72A letter of 10 November 2008, to Mr Canty, records the disappointment of Paper Australia with the inability of TQG to honour its obligations under the agreement of 1 October (which was confirmed in the letter of 3 October). The letter said that, in those circumstances, a number of steps would be taken, including "reinstating" the limit to $1.2 million.
73There were subsequent emails on 13 November and 10 and 11 December confirming the $1.2 million limit. There is no point in setting out their terms.
74On 3 December 2008, Mr Allard had a conversation with Mr Canty. Following the conversation, Mr Allard sent an email to, among others, Cameron referring to the conversation. According to Mr Allard, Mr Canty said, in the course of that conversation, "he was not at $1.2 million so when could he expect some deliveries". Mr Canty did not deny that evidence.

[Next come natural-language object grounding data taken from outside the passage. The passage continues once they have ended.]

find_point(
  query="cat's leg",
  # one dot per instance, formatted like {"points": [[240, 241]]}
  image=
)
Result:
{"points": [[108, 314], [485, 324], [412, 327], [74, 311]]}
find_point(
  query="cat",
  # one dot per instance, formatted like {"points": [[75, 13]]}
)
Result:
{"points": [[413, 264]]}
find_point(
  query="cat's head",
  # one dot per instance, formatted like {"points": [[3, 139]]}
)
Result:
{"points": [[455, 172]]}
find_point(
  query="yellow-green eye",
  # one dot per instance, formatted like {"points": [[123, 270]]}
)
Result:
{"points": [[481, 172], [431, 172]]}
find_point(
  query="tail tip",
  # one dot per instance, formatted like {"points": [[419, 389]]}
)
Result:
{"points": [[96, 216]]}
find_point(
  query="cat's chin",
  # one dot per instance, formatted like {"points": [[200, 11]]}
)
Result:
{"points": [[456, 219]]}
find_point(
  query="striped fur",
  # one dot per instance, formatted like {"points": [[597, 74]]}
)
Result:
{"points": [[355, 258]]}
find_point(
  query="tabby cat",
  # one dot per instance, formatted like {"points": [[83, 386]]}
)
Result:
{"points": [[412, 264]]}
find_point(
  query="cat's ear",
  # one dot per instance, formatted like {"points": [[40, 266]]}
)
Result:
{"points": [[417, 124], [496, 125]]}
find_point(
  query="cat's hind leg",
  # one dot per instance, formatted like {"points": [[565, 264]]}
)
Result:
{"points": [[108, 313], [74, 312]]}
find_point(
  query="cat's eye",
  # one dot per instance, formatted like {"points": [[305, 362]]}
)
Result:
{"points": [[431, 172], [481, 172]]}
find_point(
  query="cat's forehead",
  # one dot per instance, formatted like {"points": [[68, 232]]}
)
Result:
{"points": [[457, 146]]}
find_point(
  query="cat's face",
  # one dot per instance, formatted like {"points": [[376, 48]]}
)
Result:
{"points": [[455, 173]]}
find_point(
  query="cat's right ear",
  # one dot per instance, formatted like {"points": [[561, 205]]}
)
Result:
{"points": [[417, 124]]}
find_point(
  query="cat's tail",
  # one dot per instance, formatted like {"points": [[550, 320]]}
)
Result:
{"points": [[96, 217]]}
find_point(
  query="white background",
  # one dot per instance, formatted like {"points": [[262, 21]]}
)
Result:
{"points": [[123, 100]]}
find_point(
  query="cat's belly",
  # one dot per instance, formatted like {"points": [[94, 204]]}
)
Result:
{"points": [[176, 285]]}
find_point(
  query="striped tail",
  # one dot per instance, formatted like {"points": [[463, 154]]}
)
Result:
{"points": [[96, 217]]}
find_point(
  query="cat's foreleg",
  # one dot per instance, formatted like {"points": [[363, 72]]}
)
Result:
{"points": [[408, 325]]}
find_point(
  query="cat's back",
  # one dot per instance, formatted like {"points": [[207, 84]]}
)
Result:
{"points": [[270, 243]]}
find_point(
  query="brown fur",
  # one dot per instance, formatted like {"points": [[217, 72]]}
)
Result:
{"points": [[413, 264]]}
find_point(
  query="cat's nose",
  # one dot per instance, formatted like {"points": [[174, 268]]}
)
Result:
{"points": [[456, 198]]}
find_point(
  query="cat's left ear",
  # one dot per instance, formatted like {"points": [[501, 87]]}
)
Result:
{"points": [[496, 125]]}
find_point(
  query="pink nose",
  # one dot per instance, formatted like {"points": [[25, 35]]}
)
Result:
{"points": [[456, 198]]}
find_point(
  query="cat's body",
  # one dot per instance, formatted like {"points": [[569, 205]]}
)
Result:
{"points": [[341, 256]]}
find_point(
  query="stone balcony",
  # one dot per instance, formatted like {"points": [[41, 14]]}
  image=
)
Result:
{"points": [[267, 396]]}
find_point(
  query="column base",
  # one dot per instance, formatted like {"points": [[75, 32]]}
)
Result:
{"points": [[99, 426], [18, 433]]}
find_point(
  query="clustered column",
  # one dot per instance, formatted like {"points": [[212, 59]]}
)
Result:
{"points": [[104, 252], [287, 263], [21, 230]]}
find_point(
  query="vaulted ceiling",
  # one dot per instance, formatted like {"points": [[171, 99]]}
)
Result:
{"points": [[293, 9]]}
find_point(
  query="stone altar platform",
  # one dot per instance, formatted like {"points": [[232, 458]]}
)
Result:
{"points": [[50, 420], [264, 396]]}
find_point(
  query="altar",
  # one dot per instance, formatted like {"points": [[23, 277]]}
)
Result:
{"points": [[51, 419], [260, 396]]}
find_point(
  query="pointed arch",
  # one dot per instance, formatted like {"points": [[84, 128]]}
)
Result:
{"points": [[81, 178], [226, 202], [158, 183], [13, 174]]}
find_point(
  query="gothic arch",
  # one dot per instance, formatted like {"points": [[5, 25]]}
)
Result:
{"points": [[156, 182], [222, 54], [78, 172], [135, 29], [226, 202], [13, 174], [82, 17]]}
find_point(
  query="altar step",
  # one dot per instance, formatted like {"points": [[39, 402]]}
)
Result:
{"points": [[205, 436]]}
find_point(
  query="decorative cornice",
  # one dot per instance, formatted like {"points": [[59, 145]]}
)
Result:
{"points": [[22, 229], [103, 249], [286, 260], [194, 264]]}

75The cumulative effect of the documentary evidence, even considered without any regard to the contemporaneous circumstances, is overwhelming. It is utterly inconsistent with the proposition that, in July 2008, an agreement was reached that TQG could have the benefit of a credit limit of $1.6 million.
76In case it should be thought that the temporary limit of $1.65 million was inconsistent with the matter that I referred to earlier - of having a credit limit which did not exceed the amount of insurance - I am satisfied, on the basis of in particular the evidence of Mr Allard, that the QBE limit was net of GST, and that the limit of $1.65 million was inclusive of GST.
77I find that there were no conversations in the terms alleged by Mr Canty at paragraphs 46 and 48 of his affidavit. I regard this aspect also of his evidence as untruthful.
78It follows that the third alleged breach - of the "second credit agreement" - is not made out.